BİR KÖPRÜDÜR
MEZAR TAŞLARI

MEZARLAR

Berkant Aksoy’un Mezarı
Limra
2002

Eğer dünyayı basmakalıp almayıp, en azından büyük bir uzay zaman çevrimi içinde, hem dinamik hem de sabit olan mükemmel bir denge ve uyum üzerine kurulduğunu düşünürsek ölümle yaşam barışır. Ölümle yaşamın barıştığı mekân da mezarlıklarımızdır. Mezar taşları öteden beri hangi inanışta olursa olsun, bunun sembolleri olmuşlardır. Ben mezar taşlarını kişisel kimlik belgeleri gibi görüyorum. Onlar, ölenler için değil yaşayanlar içindir daha çok…

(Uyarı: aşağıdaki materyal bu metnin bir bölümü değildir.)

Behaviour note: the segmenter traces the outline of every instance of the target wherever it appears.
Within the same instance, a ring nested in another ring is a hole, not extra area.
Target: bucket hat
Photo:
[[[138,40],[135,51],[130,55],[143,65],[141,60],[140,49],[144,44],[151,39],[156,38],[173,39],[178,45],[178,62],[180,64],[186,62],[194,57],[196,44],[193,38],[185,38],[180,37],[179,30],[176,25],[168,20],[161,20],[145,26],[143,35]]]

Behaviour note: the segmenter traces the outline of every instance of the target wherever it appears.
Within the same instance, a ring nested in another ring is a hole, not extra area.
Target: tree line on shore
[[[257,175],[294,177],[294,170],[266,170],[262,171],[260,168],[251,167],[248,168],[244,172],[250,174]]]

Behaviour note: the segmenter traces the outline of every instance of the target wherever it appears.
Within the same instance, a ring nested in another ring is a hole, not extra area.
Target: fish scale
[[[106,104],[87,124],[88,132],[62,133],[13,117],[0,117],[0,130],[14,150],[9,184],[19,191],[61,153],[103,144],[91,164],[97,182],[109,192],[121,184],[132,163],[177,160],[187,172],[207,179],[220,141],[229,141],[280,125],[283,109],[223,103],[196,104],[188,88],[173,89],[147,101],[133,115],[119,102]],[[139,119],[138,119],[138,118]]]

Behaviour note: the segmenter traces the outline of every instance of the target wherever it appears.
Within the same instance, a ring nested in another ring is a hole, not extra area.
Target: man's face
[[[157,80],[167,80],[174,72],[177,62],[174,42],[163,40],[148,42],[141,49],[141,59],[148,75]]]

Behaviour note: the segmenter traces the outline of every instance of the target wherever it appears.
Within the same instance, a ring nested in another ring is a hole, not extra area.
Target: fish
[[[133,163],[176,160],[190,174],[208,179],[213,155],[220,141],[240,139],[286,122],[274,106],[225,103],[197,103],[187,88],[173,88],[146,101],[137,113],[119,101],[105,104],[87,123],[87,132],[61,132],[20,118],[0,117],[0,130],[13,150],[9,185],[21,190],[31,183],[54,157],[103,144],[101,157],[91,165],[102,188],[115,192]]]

Maddi dünyanın kötülüklerinden, hırslarından kurtulup; uzay, zaman çevrimi içinde yeniden kendimize baktığımız, hüzünlü bir huzuru içimizde hissettiğimiz, daha bir insan olduğumuz, yaşamın çoğu acımasız çelişkilerine daha üstten, daha kucaklayıcı bakabildiğimiz böyle bir mekânda; mezar taşları bedeninden ayrılanla biz yaşayanlar arasında bir köprü kurmalı…

Tuncay Artun’un Mezarı
Mermer
1998

Sıtkı Coşkun’un Mezarı
1999

Can Taşı, Can Yücel’in Mezarı
Mermer, Datça 2001

CAN YÜCEL MEZARINDA
DİK DURUYOR

Artık heykel yapmak suç, yıkmak sevap oldu. O, bir can taşıydı. Can Yücel’in can taşı. Arkasından ışık vurduğunda ışıktan bir cenin belirirdi can evinin çemberinin ortasında. Can Baba’nın içindeki ışıktan çocuğu, yaratı cevherini, görünür hale getirirdi güneş. Çemberden öne doğru yılankavi hareketlerle akıp yere düşen, oradan tekrar doğduğu yere kaynağına doğru geri akan su sonsuz yaşamın döngüsüne gönderme yapıyordu. Işıktan çocuk, bu suya göbek bağıyla bağlıydı. O ışıklı çocuk, güneşle birlikte her gün taşın içinden geçerek bize ulaşıyor, içimizi sevgiyle ısıtıyor, sevgiyle aydınlatıyordu. O, ölümlüydü öldü. Ölümsüz olan, ebediyete kalan, ışıklı dizeler bıraktı bize… Yalansız dolansız, dosdoğru yaşadı, özgür insandı, özgür düşünürdü. Mezar taşında kendi sözleri “Ne kadar yalansız yaşarsan o kadar iyi.” yazılıydı. Yalanla dolanla yaşayanlar, Allah’la kandıranlar, Kâbeleri para olanlar, onun bu özgür kişiliğinden düşüncelerinden mezarında bile rahatsız oldular. Yoktan aptal, fitne, fesat, uyduruk sebepler ve bahanelerle Yok efendim şarap kadehine benziyormuş, yok efendim şarapçılar mezara şarap döküyormuş, din, iman, gelenek, örf, âdet elden gidiyormuş…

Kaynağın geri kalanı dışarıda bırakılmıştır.